Chilcot becomes the new Watergate ?  

Posted by Big Gav

Crikey has sent Guy Rundle off to cover the British election (poor bugger), with the first dispatch looking at the inquiry into Britain's entry into the Iraq war - Rundle’s UK: Jack Straw takes the stand, Chilcot becomes the new Watergate.

Britons don’t have a lot to marvel at, at the moment. The grey indifferent skies reflect the mood on earth. The recession has bit hard, with half a dozen familiar store chains going bust, leaving big gaps in the high street.

The most spectacular and disturbing was the UK arm of the Borders book chain, which had huge flagship stores in Oxford Street and Soho, and just went pffft last November. Not a trading out, not a winnowing down — the whole chain just shut, the stores are still empty, and only a printed A4 notice directing inquiries to the administrator’s office gives any clue they were ever there.

For many, the collapse of Borders was a sign that a recession was really here. Woolworths had collapsed a year earlier — but it was simply a dying brand, waiting for the final coup. Others, such as the CD/DVD chain Zavvi, had been idiotic enterprises from the start. But Borders was slacker pomo lifemode distilled to its very chai latte essence, part of the furniture of contemporary existence. The fact that it can go in a heartbeat was a chilling reminder that a lot of other things might be less secure than was once imagined.

So it is a time for national doubt and introspection. A time when Britons are being borne back into the past more than the future, with the Chilcot Inquiry into UK participation in the Iraq War providing revelation after revelation.

Today, Jack Straw took the stand, the first currently serving cabinet member so to do — and promptly landed his erstwhile leader, Mr Tony, even further in it.

Looking, as he always does, like a shifty Nazi dentist caught in Bolivia, and frantically manufacturing an alibi for the years 1939-45, Straw claimed that the Iraq War decision had been his toughest and most wrenching decision during the Blair years, and that he had had “a secret plan to keep the UK out of the war” — by offering support, but no troops, pretty much the formula Harold Wilson used to stay out of active engagement in Vietnam.

There’s no reason to disbelieve him, but his opposition to the Bush-Blair scheme to launch a full-scale occupation and invasion wasn’t enough to prompt him to resign, as Robin Cook had resigned. Nor was there any likelihood of that happening — Straw knew it would split the government down the middle.

The real revelation in his evidence was that he believed Blair’s correspondence with Bush over the months leading up to the war took regime change and full occupation as a given, and that its tone was tantamount to a confession of breaching international law, and conning the UN. ...

Since Mr Tony is to return to give evidence to the inquiry, Straw has landed him right in it — giving him near-solitary responsibility for the decision to run with total war at all costs. The last person Blair could turn to as a co-conspirator is … Gordon Brown.

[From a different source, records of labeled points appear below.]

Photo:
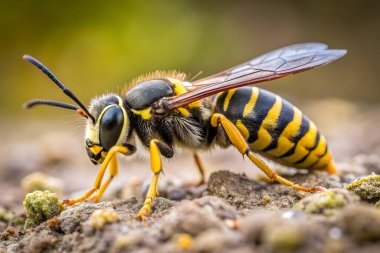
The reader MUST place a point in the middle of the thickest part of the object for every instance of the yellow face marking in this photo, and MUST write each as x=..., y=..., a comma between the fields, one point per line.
x=227, y=100
x=178, y=88
x=145, y=114
x=264, y=138
x=242, y=128
x=252, y=101
x=96, y=149
x=184, y=112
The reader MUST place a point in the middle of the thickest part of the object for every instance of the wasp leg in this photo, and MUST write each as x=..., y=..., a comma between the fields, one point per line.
x=156, y=149
x=109, y=160
x=201, y=169
x=240, y=143
x=113, y=171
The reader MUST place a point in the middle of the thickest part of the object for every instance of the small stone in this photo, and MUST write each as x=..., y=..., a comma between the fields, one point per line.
x=367, y=188
x=102, y=216
x=123, y=242
x=182, y=241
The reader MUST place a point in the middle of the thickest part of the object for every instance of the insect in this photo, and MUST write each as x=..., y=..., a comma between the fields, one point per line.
x=162, y=110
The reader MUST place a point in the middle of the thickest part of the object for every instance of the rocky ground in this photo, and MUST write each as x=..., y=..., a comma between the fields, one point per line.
x=234, y=212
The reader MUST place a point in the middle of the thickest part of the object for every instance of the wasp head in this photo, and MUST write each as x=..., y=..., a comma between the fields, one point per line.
x=110, y=128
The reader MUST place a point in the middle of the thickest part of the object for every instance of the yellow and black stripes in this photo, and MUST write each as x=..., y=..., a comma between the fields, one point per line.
x=275, y=128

Which may be why Brown announced late this evening that he had now agreed to appear at the inquiry, before rather than after the election.

Whether explicitly so or otherwise, the decision was clearly contingent upon what Straw said and the Cabinet underlings are now united in a common plan — sheet it all home to Mr Tony, one way or another. Day by day, Chilcot is starting to have a Watergateish feel to it — a legal-political process put in train due to irresistible pressure, and now drawing all behind it.